German mathematician (1856–1934)

Friedrich Wilhelm Franz Meyer (1856–1934) was a German mathematician and one of the main editors of the Encyclopädie der Mathematischen Wissenschaften.

== Life and work ==
Meyer studied at Leipzig University and the Ludwig-Maximilians-Universität München. In 1878, he was awarded a doctorate by Munich. He studied further in Berlin under Weierstrass, Kummer and Kronecker. In 1880, he got the venia legendi at the University of Tübingen. In 1888, he became a full professor at the Bergakademie of Clausthal (today Clausthal University of Technology). From October 1897 until October 1924, when he retired, he taught at the University of Königsberg.

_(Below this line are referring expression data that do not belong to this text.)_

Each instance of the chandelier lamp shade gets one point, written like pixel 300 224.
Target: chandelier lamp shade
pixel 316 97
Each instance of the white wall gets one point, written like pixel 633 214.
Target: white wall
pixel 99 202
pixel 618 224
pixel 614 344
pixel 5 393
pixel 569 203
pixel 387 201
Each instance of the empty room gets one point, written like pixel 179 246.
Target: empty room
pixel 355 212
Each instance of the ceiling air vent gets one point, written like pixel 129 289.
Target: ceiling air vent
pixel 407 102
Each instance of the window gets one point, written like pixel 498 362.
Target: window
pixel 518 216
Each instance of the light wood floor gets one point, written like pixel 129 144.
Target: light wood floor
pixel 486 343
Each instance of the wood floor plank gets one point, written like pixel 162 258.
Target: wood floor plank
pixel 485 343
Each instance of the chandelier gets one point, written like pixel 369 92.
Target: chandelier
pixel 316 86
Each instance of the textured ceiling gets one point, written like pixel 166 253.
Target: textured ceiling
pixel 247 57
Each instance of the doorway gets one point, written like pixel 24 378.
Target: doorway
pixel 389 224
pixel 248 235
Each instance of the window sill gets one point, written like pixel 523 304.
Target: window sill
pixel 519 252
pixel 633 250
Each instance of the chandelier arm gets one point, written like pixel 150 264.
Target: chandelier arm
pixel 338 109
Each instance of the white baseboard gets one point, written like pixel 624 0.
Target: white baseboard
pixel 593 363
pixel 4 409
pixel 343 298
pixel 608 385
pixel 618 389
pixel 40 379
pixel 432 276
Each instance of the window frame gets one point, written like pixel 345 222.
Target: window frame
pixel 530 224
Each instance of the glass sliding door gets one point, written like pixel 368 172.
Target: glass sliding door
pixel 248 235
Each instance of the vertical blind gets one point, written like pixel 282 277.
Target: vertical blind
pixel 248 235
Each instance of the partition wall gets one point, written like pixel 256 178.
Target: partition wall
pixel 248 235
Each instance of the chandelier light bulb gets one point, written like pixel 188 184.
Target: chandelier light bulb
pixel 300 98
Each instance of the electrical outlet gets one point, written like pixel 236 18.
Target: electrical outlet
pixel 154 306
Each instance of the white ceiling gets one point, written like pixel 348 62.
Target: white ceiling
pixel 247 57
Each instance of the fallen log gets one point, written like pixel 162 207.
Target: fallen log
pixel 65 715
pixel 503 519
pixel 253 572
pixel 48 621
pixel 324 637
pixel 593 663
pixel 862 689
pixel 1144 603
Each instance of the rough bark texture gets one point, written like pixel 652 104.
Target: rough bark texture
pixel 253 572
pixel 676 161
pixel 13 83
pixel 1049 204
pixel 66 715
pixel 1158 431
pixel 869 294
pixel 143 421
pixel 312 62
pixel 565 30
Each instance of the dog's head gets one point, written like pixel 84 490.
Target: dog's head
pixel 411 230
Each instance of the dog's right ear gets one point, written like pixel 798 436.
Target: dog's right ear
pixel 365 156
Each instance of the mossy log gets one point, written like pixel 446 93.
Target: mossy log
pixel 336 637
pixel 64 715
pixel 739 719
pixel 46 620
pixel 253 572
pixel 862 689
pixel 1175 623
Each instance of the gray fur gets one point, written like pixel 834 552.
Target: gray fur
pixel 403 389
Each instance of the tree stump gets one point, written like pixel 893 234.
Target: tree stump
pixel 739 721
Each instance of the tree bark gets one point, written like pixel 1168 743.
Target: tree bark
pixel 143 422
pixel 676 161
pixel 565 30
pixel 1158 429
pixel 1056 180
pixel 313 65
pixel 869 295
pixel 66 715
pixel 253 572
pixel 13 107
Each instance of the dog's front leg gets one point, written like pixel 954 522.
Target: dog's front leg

The wide research work of Meyer (more than 130 papers) is centred basically on geometry and, specifically, on invariant theory.

Notwithstanding he is mainly known for he was one of the main editors of the Encyklopädie der mathematischen Wissenschaften published from 1898 to 1933 in 23 separate books. Meyer was directly in charge to edit the geometry volumes.

== Bibliography ==
- de Siqueira, Rogerio Monteiro (2015). "Editing geometries: The geometry volumes in Klein's encyclopedia"
- Gray, Jeremy (2008). "Plato's Ghost: The Modernist Transformation of Mathematics"
- Parshall, Karen V. H. (1990). "The one-hundredth anniversary of the death of invariant theory?"